My problem is that the no. 2 is my favorite vitola and plus they were the cigars I smoked on my honeymoon...memories, oh the memories. All that being said they are very, very inconsistent. Not necessarily from inside the same box but definitely from box to box. My buddy has a box of them which are so beautiful it has me thinking about larceny.

The 4s as you say are much the same. The last 4 I had that made a mark was in 1999. They haven't been bad or poorly constructed, just fairly one dimensional and dare I say it boring. I can see how you could easily replace them with the cigars you mentioned above, except for the Dip 4s because I haven't found them anywhere.

I love this thread BTW...Great Discussion.


----------



## asmartbull (Aug 16, 2009)

On the same note, the diplo 2 and 4 have been marketed
to be a substitute for the Monte at a reasonable price.
I can say that my 08 Diplos are far Superior to the Monte's
in construction and flavor..


----------



## avitti (Jun 4, 2011)

Okay,let me re-cap. 

MONTES-- 2-3-4-Especiales2- Grand Edmundo

DIPS-2-4

BOLI- belacoso-pc

SIGLO II

PLPC

SLR pacificos

Well guys i have Boli,Siglo and PL marcas,but not those vitolas.
I'll save the Dip 2 for next purchase so its either the especiales or grand ed.
Usually i just pull the trigger on an order but for some reason or other i was stuck on the fence with this one.Thank you all for your imput.


----------



## TonyBrooklyn (Jan 28, 2010)

avitti said:


> Thank you for the suggestion Bull,going to give them a shot.
> Tony while the Monte may be compared to a classic car,they've been smoking like a Gremlin X.That being said,one of my vendors has them on a great sale price.will buy 10-15 and let them sit and sit and sit some more.


I don't know what to say 07's 08's, 09's have been smoking great. Some of the best smokers of all time IMHO! Construction issues these days are about as rare as seeing a GremlinX!


----------



## avitti (Jun 4, 2011)

[/attach]


tonybrooklyn said:


> i don't know what to say 07's 08's, 09's have been smoking great. Some of the best smokers of all time imho! Construction issues these days are about as rare as seeing a gremlinx!



View attachment 57827


----------



## TonyBrooklyn (Jan 28, 2010)

avitti said:


> [/attach]
> 
> View attachment 57827


I see one in your avatar that's one mean wheel-stand!
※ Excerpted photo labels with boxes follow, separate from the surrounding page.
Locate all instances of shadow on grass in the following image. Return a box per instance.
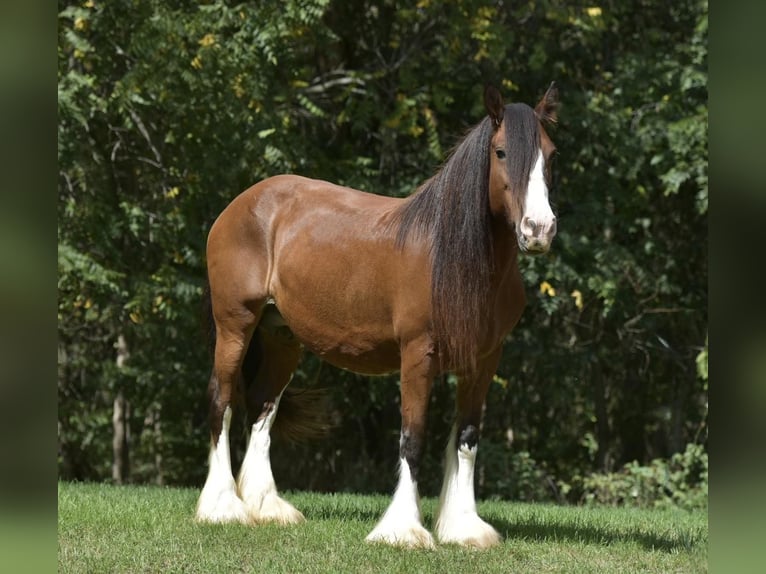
[488,517,701,552]
[304,495,705,553]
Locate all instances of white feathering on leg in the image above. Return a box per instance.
[195,407,248,522]
[434,428,500,548]
[366,458,434,548]
[237,395,305,524]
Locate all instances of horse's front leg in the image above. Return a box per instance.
[434,350,500,548]
[367,342,434,548]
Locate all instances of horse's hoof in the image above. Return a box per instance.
[435,515,502,548]
[365,524,434,548]
[245,495,306,525]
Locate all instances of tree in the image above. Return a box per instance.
[58,0,708,500]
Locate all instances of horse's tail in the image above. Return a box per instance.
[242,329,332,442]
[274,386,332,442]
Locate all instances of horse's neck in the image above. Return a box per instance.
[492,217,519,277]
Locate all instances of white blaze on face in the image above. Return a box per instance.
[519,151,556,251]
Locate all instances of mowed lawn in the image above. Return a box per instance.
[58,483,708,574]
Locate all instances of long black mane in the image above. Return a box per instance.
[396,104,540,371]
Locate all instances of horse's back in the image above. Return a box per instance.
[208,175,430,372]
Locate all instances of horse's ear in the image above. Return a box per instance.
[535,82,559,124]
[484,84,505,128]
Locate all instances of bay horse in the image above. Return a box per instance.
[196,84,558,547]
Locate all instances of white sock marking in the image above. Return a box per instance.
[196,407,247,522]
[367,458,433,548]
[237,395,304,524]
[434,428,500,548]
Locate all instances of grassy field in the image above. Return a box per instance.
[58,483,708,574]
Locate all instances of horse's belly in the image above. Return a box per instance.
[261,299,400,375]
[306,344,400,375]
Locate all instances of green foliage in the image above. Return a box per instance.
[58,0,709,504]
[582,444,708,509]
[58,483,708,574]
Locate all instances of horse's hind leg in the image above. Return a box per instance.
[196,313,256,522]
[237,316,304,524]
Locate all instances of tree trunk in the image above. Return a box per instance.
[112,335,130,484]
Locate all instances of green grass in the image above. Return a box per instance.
[58,483,708,574]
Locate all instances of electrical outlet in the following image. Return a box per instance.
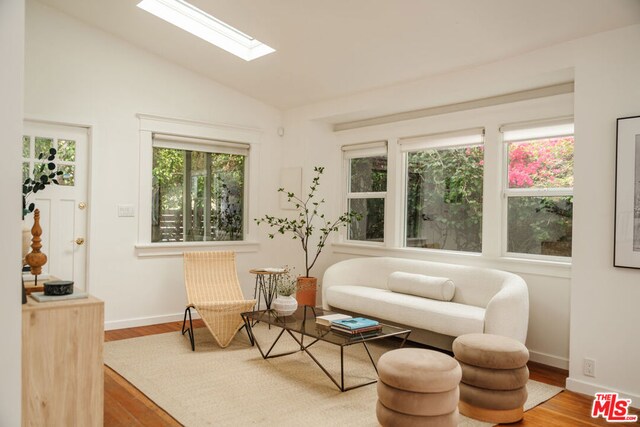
[582,358,596,377]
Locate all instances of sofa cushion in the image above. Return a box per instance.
[387,271,456,301]
[324,285,485,337]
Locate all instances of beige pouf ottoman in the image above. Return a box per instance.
[453,334,529,423]
[376,348,462,427]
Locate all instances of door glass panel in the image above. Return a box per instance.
[56,139,76,162]
[34,136,53,157]
[22,135,31,159]
[22,162,30,182]
[57,165,76,187]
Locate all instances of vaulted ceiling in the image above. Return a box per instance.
[36,0,640,109]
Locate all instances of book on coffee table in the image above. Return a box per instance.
[331,325,382,335]
[316,313,351,326]
[331,317,380,331]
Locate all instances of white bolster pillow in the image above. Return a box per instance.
[387,271,456,301]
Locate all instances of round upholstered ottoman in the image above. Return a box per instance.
[376,348,462,427]
[453,334,529,423]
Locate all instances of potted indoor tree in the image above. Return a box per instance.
[255,166,362,306]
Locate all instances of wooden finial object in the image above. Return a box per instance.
[25,209,47,276]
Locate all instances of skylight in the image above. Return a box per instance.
[138,0,275,61]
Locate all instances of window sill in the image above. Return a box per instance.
[332,243,571,279]
[135,241,260,257]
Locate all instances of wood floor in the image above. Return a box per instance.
[104,320,640,427]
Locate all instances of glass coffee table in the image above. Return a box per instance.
[242,306,411,391]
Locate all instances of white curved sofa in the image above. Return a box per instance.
[322,257,529,350]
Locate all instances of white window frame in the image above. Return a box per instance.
[499,117,575,263]
[398,127,486,256]
[342,141,389,246]
[135,114,262,257]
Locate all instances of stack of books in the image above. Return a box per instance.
[331,317,382,337]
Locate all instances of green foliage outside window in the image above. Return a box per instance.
[406,146,484,252]
[151,147,245,242]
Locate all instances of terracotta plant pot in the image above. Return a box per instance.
[296,277,318,307]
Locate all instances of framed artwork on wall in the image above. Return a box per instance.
[613,116,640,268]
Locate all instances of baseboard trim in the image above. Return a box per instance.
[104,310,200,331]
[567,377,640,409]
[529,350,569,371]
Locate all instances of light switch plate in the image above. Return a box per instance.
[118,205,136,217]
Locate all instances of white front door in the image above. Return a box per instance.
[22,121,89,290]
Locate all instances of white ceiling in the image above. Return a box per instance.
[35,0,640,109]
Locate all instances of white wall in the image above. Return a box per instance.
[0,0,24,427]
[284,26,640,405]
[568,26,640,407]
[25,1,287,328]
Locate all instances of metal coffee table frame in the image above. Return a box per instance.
[242,306,411,392]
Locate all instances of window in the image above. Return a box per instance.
[342,142,387,242]
[399,129,484,252]
[500,120,574,257]
[151,134,249,242]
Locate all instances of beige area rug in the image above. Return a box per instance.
[104,324,562,427]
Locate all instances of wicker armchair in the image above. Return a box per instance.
[182,252,256,351]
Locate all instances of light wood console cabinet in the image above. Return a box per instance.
[22,296,104,427]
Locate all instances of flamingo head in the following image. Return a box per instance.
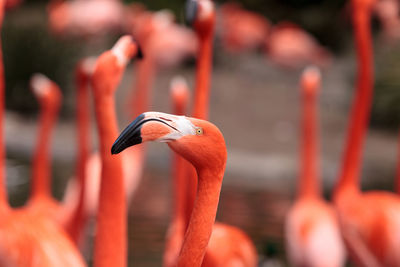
[30,73,62,109]
[301,66,321,96]
[111,112,226,171]
[185,0,215,37]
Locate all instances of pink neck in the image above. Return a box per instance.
[396,132,400,193]
[193,34,213,119]
[336,6,373,197]
[298,90,320,198]
[185,31,214,230]
[132,56,155,118]
[32,101,58,199]
[92,67,127,267]
[0,19,10,210]
[68,67,90,243]
[177,168,224,266]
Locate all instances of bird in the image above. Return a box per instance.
[111,112,228,266]
[24,73,73,227]
[373,0,400,42]
[163,76,190,266]
[63,57,101,245]
[0,0,86,267]
[164,0,257,266]
[264,21,332,68]
[47,0,127,37]
[285,66,346,267]
[333,0,400,267]
[126,10,197,118]
[91,35,139,267]
[395,133,400,193]
[219,3,271,53]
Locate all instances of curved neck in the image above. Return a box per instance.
[177,168,224,266]
[185,28,214,232]
[131,56,155,118]
[336,6,373,197]
[298,93,320,198]
[0,28,10,210]
[69,70,90,243]
[193,34,213,120]
[31,101,58,199]
[93,81,127,267]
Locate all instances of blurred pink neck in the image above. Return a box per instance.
[299,88,320,198]
[132,55,155,118]
[32,97,59,199]
[0,1,10,210]
[336,3,373,197]
[396,132,400,193]
[193,35,213,119]
[68,64,90,244]
[92,52,127,267]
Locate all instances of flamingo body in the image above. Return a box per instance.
[201,222,258,267]
[0,209,86,267]
[285,199,346,267]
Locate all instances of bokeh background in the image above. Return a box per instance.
[2,0,400,266]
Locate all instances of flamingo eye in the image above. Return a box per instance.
[196,127,203,135]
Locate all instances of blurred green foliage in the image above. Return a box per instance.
[124,0,349,51]
[2,6,79,114]
[371,44,400,130]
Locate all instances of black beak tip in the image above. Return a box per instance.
[111,146,121,155]
[185,0,198,26]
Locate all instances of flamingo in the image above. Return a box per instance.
[395,133,400,194]
[0,0,85,267]
[374,0,400,41]
[111,112,230,266]
[26,74,64,226]
[128,10,197,118]
[220,3,271,52]
[285,67,346,267]
[91,35,139,267]
[264,22,331,68]
[47,0,128,37]
[63,57,97,244]
[333,0,400,267]
[163,76,190,266]
[164,0,257,266]
[26,70,93,243]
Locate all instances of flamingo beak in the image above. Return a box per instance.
[111,112,196,154]
[185,0,198,26]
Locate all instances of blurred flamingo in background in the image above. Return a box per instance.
[128,10,197,117]
[334,0,400,267]
[285,67,346,267]
[264,22,332,68]
[164,0,257,266]
[47,0,129,37]
[26,74,74,227]
[63,57,101,247]
[0,0,85,267]
[111,112,230,266]
[219,3,271,52]
[374,0,400,41]
[92,35,139,267]
[395,132,400,194]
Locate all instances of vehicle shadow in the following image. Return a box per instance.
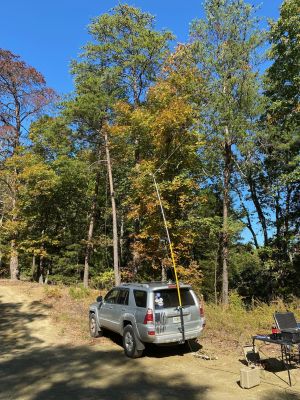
[0,296,50,356]
[0,345,208,400]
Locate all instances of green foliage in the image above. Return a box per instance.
[69,286,91,300]
[91,270,115,290]
[0,0,300,304]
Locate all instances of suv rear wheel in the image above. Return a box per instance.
[89,313,101,337]
[123,325,143,358]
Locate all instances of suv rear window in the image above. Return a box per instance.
[154,289,195,309]
[133,290,147,308]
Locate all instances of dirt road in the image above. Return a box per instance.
[0,282,300,400]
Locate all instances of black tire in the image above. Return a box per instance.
[89,313,101,337]
[123,325,143,358]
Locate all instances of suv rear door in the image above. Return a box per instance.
[154,288,200,334]
[99,288,120,331]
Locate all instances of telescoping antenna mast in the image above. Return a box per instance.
[152,174,185,343]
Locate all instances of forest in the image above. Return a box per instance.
[0,0,300,304]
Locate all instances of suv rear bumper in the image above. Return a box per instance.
[142,328,202,344]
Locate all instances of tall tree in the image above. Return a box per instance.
[0,49,54,279]
[191,0,262,304]
[66,5,172,283]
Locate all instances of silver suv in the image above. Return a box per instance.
[89,282,205,358]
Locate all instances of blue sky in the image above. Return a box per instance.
[0,0,282,94]
[0,0,282,241]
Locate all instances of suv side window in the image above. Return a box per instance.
[104,289,119,304]
[133,290,147,308]
[117,289,129,306]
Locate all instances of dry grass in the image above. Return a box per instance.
[201,300,300,353]
[0,280,300,354]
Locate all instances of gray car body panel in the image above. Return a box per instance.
[89,282,205,349]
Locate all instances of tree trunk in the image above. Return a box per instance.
[222,136,231,305]
[31,254,37,281]
[247,172,269,246]
[9,239,19,281]
[104,130,121,285]
[83,150,101,288]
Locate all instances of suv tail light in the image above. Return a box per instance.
[199,296,204,318]
[199,304,204,318]
[144,308,153,325]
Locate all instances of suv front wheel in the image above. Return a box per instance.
[123,325,143,358]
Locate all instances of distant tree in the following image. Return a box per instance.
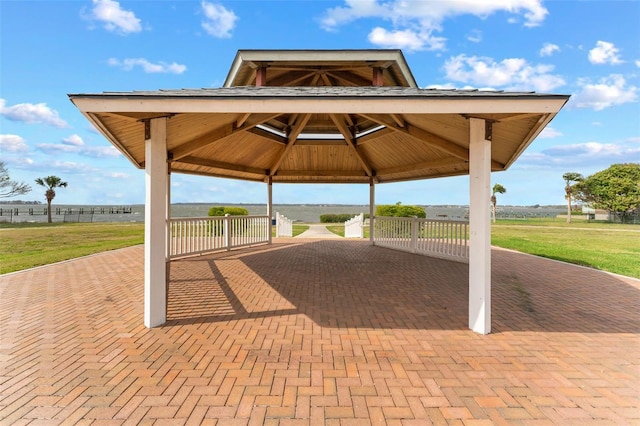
[574,163,640,222]
[376,201,427,219]
[491,183,507,223]
[36,176,67,223]
[562,172,584,223]
[0,161,31,198]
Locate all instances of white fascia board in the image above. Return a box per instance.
[73,95,566,114]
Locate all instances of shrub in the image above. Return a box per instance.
[320,213,359,223]
[209,206,249,216]
[376,203,427,219]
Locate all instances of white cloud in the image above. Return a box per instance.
[538,126,562,139]
[444,54,565,92]
[572,74,638,111]
[540,43,560,56]
[0,99,68,128]
[202,1,238,38]
[369,27,446,50]
[589,41,624,65]
[321,0,548,50]
[106,172,131,179]
[91,0,142,35]
[50,160,98,173]
[107,58,187,74]
[467,30,482,43]
[0,135,29,153]
[80,146,121,158]
[36,135,120,158]
[521,138,640,170]
[62,135,84,146]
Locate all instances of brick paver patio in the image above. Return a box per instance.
[0,239,640,426]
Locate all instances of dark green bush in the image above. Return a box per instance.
[209,206,249,216]
[320,213,359,223]
[376,203,427,219]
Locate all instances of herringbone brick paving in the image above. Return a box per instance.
[0,239,640,426]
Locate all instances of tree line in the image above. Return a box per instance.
[562,163,640,223]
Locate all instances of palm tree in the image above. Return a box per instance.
[491,183,507,223]
[562,172,584,223]
[36,176,67,223]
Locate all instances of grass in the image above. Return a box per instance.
[327,225,369,238]
[491,220,640,278]
[0,220,640,278]
[271,224,309,237]
[0,223,144,274]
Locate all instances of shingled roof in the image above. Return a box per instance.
[69,50,569,183]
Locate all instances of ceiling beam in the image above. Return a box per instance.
[356,127,395,146]
[169,123,234,161]
[378,157,462,176]
[296,139,347,146]
[169,114,280,161]
[247,127,287,145]
[269,70,315,87]
[276,170,367,177]
[329,114,375,177]
[327,71,371,87]
[180,156,268,176]
[269,114,311,176]
[362,114,469,161]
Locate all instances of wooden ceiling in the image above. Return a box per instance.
[69,50,568,183]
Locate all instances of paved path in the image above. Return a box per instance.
[0,238,640,426]
[296,224,343,239]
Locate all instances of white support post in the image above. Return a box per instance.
[267,176,273,244]
[369,178,376,245]
[469,118,491,334]
[144,118,168,328]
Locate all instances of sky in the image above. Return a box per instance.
[0,0,640,205]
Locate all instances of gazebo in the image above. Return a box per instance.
[69,50,569,334]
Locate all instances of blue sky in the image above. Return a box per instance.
[0,0,640,205]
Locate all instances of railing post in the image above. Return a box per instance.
[224,213,231,251]
[411,217,418,253]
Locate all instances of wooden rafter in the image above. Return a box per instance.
[169,114,279,161]
[180,156,268,176]
[269,114,311,176]
[378,157,466,175]
[169,123,234,161]
[329,114,375,177]
[277,170,366,177]
[356,127,395,146]
[363,114,469,161]
[327,71,369,86]
[296,139,347,146]
[269,70,316,86]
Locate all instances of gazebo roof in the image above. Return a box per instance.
[69,50,569,183]
[224,49,418,87]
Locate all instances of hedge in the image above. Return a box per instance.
[376,203,427,219]
[320,213,369,223]
[209,206,249,216]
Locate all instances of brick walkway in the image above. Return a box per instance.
[0,239,640,426]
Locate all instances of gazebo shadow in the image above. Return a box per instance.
[167,240,640,333]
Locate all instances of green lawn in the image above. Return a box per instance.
[0,223,144,274]
[271,224,309,237]
[491,221,640,278]
[0,220,640,278]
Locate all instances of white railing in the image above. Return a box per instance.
[276,212,293,237]
[169,215,271,259]
[373,217,469,263]
[344,213,364,238]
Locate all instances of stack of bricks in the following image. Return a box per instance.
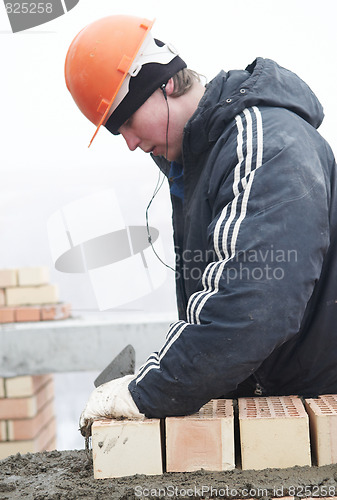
[0,266,70,323]
[92,395,337,479]
[0,375,56,459]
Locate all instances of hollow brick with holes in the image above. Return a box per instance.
[305,394,337,466]
[165,399,235,472]
[92,419,163,479]
[239,396,311,470]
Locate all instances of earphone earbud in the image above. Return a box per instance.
[160,83,167,101]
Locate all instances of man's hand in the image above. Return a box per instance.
[80,375,144,437]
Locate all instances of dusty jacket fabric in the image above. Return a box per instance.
[129,58,337,417]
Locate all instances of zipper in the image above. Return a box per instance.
[254,382,263,396]
[253,373,264,396]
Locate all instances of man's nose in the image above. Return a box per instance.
[121,131,140,151]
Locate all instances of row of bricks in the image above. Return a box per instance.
[92,395,337,479]
[0,302,71,323]
[0,266,49,288]
[0,374,53,398]
[0,417,56,460]
[0,376,54,420]
[0,374,56,459]
[0,285,59,306]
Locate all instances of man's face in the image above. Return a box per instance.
[119,85,185,161]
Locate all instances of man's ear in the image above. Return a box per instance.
[165,78,174,95]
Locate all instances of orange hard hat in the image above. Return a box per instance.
[65,15,186,146]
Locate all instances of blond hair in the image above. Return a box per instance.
[171,68,201,97]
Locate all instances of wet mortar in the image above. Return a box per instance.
[0,450,337,500]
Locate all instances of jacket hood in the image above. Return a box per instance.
[186,57,324,153]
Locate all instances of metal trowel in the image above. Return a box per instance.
[94,344,136,387]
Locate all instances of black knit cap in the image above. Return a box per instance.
[104,39,186,135]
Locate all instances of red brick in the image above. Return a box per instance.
[3,374,53,398]
[165,399,235,472]
[0,307,15,323]
[15,306,41,322]
[41,303,71,321]
[0,418,56,460]
[6,285,58,306]
[239,396,311,470]
[0,380,54,420]
[0,288,6,307]
[7,401,54,441]
[0,420,7,441]
[305,394,337,466]
[18,266,49,286]
[0,269,18,288]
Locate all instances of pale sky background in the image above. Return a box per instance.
[0,0,337,312]
[0,0,337,449]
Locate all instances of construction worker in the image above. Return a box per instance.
[65,16,337,433]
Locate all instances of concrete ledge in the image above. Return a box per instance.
[0,311,176,377]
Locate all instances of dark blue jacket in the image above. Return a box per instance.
[129,58,337,417]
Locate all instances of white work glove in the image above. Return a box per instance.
[80,375,144,437]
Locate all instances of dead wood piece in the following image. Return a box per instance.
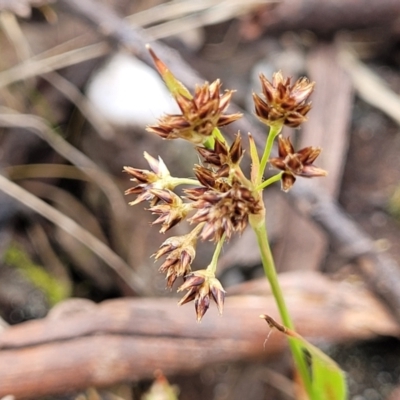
[275,44,353,271]
[59,0,400,321]
[0,0,55,18]
[0,272,400,399]
[290,181,400,321]
[244,0,400,35]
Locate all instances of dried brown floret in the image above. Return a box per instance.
[269,135,327,192]
[147,80,242,144]
[178,269,226,321]
[124,152,174,206]
[253,71,315,128]
[154,227,200,288]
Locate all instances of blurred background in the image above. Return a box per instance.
[0,0,400,400]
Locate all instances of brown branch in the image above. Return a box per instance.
[244,0,400,35]
[59,0,400,321]
[0,273,400,399]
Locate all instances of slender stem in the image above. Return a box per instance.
[207,233,225,275]
[256,171,283,190]
[212,128,226,143]
[250,215,312,394]
[259,125,283,182]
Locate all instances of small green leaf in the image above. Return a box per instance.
[260,315,348,400]
[146,45,193,100]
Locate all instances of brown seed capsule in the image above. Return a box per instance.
[154,227,201,288]
[147,80,242,144]
[269,135,327,192]
[178,269,226,322]
[253,71,315,128]
[124,152,174,206]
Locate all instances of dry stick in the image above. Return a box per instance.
[0,273,399,399]
[0,106,127,250]
[0,175,144,293]
[59,0,400,321]
[0,12,114,139]
[0,108,145,294]
[290,182,400,321]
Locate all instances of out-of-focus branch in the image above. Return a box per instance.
[0,273,400,399]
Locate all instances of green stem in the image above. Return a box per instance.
[207,233,225,275]
[258,125,283,182]
[256,171,283,191]
[249,215,312,397]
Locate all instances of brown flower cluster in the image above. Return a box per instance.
[185,134,262,242]
[178,269,226,321]
[124,53,326,321]
[253,71,314,128]
[269,135,327,192]
[124,152,174,206]
[147,80,242,144]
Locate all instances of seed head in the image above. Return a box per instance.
[154,228,198,288]
[253,71,315,128]
[124,152,174,206]
[147,80,242,144]
[185,172,262,241]
[269,135,327,192]
[178,269,226,322]
[149,189,193,233]
[196,133,243,177]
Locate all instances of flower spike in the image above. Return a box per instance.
[269,135,328,192]
[253,71,315,128]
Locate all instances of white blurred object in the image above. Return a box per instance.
[86,52,179,127]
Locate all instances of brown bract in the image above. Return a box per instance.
[147,80,242,144]
[253,71,315,128]
[124,152,173,206]
[178,269,226,321]
[196,133,243,177]
[185,166,262,241]
[154,232,197,288]
[269,135,327,192]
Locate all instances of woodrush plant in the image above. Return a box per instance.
[124,47,347,400]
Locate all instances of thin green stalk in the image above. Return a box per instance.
[250,215,312,396]
[256,171,283,190]
[258,125,283,183]
[170,178,200,186]
[207,233,225,275]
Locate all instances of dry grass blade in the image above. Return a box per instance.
[126,0,272,39]
[0,12,114,139]
[0,0,271,88]
[340,49,400,125]
[0,107,127,260]
[0,42,110,88]
[0,175,145,294]
[43,72,115,140]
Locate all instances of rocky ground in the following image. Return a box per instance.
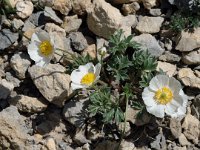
[0,0,200,150]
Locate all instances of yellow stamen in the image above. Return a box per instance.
[81,73,95,85]
[39,41,53,57]
[154,87,173,105]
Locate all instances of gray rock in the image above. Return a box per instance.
[69,32,88,51]
[6,72,21,87]
[28,64,72,107]
[10,53,31,79]
[136,16,164,33]
[0,78,14,99]
[12,18,24,30]
[159,51,181,62]
[149,8,162,16]
[62,15,82,33]
[182,49,200,65]
[176,27,200,52]
[63,99,89,127]
[0,29,19,50]
[0,106,32,150]
[87,0,137,39]
[44,6,63,24]
[9,95,47,113]
[133,34,164,57]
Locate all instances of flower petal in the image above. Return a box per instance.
[146,105,165,118]
[142,87,157,107]
[71,82,85,90]
[169,77,181,94]
[70,67,87,84]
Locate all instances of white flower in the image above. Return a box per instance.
[71,63,101,90]
[28,31,55,67]
[142,75,188,118]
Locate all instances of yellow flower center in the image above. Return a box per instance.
[81,73,95,85]
[39,41,53,57]
[154,87,173,105]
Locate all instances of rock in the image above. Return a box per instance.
[44,138,57,150]
[133,33,164,57]
[159,51,181,63]
[182,49,200,65]
[10,53,31,79]
[9,95,47,113]
[182,114,200,144]
[0,106,32,150]
[45,23,66,37]
[119,140,137,150]
[94,140,119,150]
[176,27,200,52]
[12,18,24,30]
[82,44,97,58]
[110,0,139,4]
[118,122,131,137]
[73,129,91,145]
[169,118,182,139]
[87,0,137,39]
[0,29,19,51]
[52,0,72,15]
[178,133,191,146]
[6,72,21,87]
[69,32,88,51]
[142,0,157,9]
[126,107,151,126]
[178,68,200,89]
[136,16,164,33]
[156,61,176,77]
[16,1,33,19]
[28,64,71,107]
[0,78,14,99]
[122,2,140,15]
[72,0,92,15]
[26,11,47,26]
[63,99,89,127]
[151,133,167,150]
[149,8,162,16]
[44,6,63,24]
[62,15,82,33]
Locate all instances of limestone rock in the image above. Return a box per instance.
[122,2,140,15]
[10,53,31,79]
[182,49,200,65]
[0,106,32,150]
[136,16,164,33]
[87,0,137,39]
[169,118,182,139]
[69,32,88,51]
[62,15,82,33]
[72,0,92,15]
[28,64,71,107]
[178,68,200,89]
[176,27,200,52]
[141,0,157,9]
[182,114,200,144]
[156,61,176,77]
[63,99,88,127]
[9,95,47,113]
[0,29,19,51]
[133,33,164,57]
[16,1,33,19]
[0,78,14,99]
[44,6,63,24]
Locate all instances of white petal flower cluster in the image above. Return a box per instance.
[142,75,188,118]
[28,31,55,67]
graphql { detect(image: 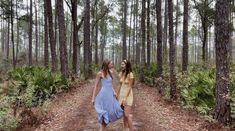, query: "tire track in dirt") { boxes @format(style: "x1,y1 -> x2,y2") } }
28,72 -> 229,131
:third::third::third::third::third:


----------



## GregSS (Aug 12, 2010)

Good discussion

I need to try some of these


----------



## avitti (Jun 4, 2011)

TonyBrooklyn said:


> I see one in your avatar that's one mean wheel-stand!
> 
> :third::third::third::third::third:


 I tried to upload the picture in the post,but i guess i'm computer illiterate.
To top it all off a good friend who lurks the forum saw this thread,hit me with a Monte 2.It was total chocolate from foot to nub. As far as placing last order before the holidays don't know if i should sh$t or turn green.


----------



## Rodeo (May 25, 2009)

Tony, all other things being equal, I'd get the Grand Edmundo now and save the Dips for later. While they still seem to be abundant, the Monte is an EL and it won't be around forever. It's more expensive, but also a much better cigar IMHO.


----------



## Johnny Rock (Jun 25, 2010)

Smoking a Nov '10 Monte #2 atm. Damn near cigar nirvana. Not sure what the problem is here??? :ss


----------



## TonyBrooklyn (Jan 28, 2010)

Rodeo said:


> Tony, all other things being equal, I'd get the Grand Edmundo now and save the Dips for later. While they still seem to be abundant, the Monte is an EL and it won't be around forever. It's more expensive, but also a much better cigar IMHO.


I have yet to try the Grand Edmundo. I have had the Sublime the 08 el release. I was very disappointed in the 3 boxes i had purchased. Major construction issues. And mediocre taste. That is why i have stayed away from the Grand edmundos.


----------



## asmartbull (Aug 16, 2009)

TonyBrooklyn said:


> I have yet to try the Grand Edmundo. I have had the Sublime the 08 el release. I was very disappointed in the 3 boxes i had purchased. Major construction issues. And mediocre taste. That is why i have stayed away from the Grand edmundos.


I bet I can change your mind on the 10 El's.....


----------



## Rodeo (May 25, 2009)

Same issues with the Sublimes Tony, too many under filled cigars. Went through one box that was really really good the next one was hit or miss, mostly miss. Not acceptable for an expensive EL cigar. Still have a full box buried we'll see how they fare over time. 

The Monte GE is a different animal. Have not had or heard of any construction issues. Every one was enjoyable and well worth the coin.


----------



## TonyBrooklyn (Jan 28, 2010)

asmartbull said:


> I bet I can change your mind on the 10 El's.....


You my most generous brother most certainly could!



Rodeo said:


> Same issues with the Sublimes Tony, too many under filled cigars. Went through one box that was really really good the next one was hit or miss, mostly miss. Not acceptable for an expensive EL cigar. Still have a full box buried we'll see how they fare over time.
> 
> The Monte GE is a different animal. Have not had or heard of any construction issues. Every one was enjoyable and well worth the coin.


Thanks Steve on your word and the word of Bull. I will order a box after the holidays!


----------



## bpegler (Mar 30, 2006)

The GE is what the Sublime was supposed to be.

Plus they're on sale, I believe.


----------



## TonyBrooklyn (Jan 28, 2010)

:woohoo::woohoo::woohoo::woohoo::woohoo:


----------



## Vwluv10338 (Aug 24, 2010)

bpegler said:


> The GE is what the Sublime was supposed to be.
> 
> Plus they're on sale, I believe.


You are correct. I have been trying not to pull the trigger on them for days. I havent because I figured I dont have a baseline in the Monte line to appreciate them yet. Unless I'm wrong?


----------